Janet also operates Red Blossom Kitchen, a newly opened shared kitchen in Silver Spring designed to provide commercial kitchen space to budding food entrepreneurs. Janet’s primary motivation for opening Red Blossom Kitchen was to launch a cookie business called Mama Goon’s cookies. Janet wanted to secure a space to bake these cookies, but she also needed to share the kitchen with other chefs to make it economically viable. In addition, Janet has met many individuals looking to start food businesses over the years who have informally asked her for advice and guidance in their culinary ventures. Through these discussions, Janet realized that there is local demand for a kitchen incubator that could provide budding entrepreneurs with commercial kitchen space to create their products while also learning about food safety, entrepreneurship, permitting and more.
Janet opened Red Blossom Kitchen hoping to fill this demand, but she quickly discovered that she was unable to make a true kitchen incubator model economically viable right away. When Janet first opened her shared kitchen, she rented out space to a few different food entrepreneurs and she offered a food safety class. However she found that each food entrepreneur used the space for just a few hours at a time, which was not sufficiently profitable to cover Janet’s costs. Janet then received a call from a food entrepreneur who wanted to rent her kitchen full time during the day. This arrangement worked for Janet financially, as it allowed her to bake her Mama Goon’s cookies in the evening and scale up her business while sufficiently offsetting the cost of her kitchen; so she agreed to rent Red Blossom Kitchen to this entrepreneur through the end of March. Ultimately, Janet hopes to create the kitchen incubator she initially envisioned, with 15 food entrepreneurs renting the space full time, where she can incorporate an educational component to help these entrepreneurs get their businesses off the ground.
In the meantime, Janet is enjoying making her Mama Goon’s cookies, which are a tribute to her mother in every sense of the word. She uses the same recipe that her mother taught her many years ago in that Silver Spring restaurant kitchen, and she named the cookies after her mother (Goon was her mother’s last name, Janet’s maiden name).
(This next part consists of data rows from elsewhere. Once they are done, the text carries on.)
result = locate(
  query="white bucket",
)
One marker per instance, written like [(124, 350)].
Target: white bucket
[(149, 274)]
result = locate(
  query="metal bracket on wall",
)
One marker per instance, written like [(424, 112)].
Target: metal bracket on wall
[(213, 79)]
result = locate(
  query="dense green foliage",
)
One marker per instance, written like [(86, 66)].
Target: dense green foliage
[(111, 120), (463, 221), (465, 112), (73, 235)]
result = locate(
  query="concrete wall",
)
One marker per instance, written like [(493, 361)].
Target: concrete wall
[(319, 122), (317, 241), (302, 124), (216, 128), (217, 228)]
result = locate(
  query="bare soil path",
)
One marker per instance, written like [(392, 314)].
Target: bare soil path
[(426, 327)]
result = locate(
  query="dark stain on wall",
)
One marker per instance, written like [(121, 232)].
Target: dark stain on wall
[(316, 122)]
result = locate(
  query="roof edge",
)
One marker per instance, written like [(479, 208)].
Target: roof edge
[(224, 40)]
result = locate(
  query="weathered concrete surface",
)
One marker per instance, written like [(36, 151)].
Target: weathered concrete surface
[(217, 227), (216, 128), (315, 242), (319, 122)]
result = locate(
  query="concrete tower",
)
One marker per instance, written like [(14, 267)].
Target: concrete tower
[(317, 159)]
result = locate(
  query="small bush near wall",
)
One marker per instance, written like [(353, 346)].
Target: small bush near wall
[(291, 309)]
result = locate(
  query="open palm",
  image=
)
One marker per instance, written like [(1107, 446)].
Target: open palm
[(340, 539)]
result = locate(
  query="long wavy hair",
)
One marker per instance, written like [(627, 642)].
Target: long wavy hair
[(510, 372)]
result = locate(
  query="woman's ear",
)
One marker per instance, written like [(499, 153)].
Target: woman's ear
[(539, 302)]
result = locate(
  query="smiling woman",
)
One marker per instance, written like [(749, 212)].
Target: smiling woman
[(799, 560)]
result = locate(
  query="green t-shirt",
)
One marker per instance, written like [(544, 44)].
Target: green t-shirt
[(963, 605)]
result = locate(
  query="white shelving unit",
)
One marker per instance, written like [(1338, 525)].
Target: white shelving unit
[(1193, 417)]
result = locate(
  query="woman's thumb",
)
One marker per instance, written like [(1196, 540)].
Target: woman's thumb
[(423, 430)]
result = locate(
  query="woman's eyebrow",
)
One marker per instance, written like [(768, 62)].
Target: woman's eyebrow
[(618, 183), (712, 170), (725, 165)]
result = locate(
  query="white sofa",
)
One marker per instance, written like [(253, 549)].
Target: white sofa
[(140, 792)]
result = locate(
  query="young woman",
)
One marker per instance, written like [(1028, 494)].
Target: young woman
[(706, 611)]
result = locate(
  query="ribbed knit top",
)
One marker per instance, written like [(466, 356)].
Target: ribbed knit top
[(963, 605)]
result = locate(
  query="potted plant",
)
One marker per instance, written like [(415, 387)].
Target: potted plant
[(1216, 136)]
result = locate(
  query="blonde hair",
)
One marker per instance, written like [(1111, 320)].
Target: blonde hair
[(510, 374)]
When selecting packaging for her cookies, Janet selected an image of a Chinese girl with a big open smile that reminded her of her mother’s smile. Janet’s mother passed away from Alzheimer’s disease, and Janet’s dream is to someday be able to afford to donate a portion of every Mama Goon cookie sale to Alzheimer’s research. As Red Blossom Kitchen continues to evolve and grow, Janet hopes to make this dream a reality.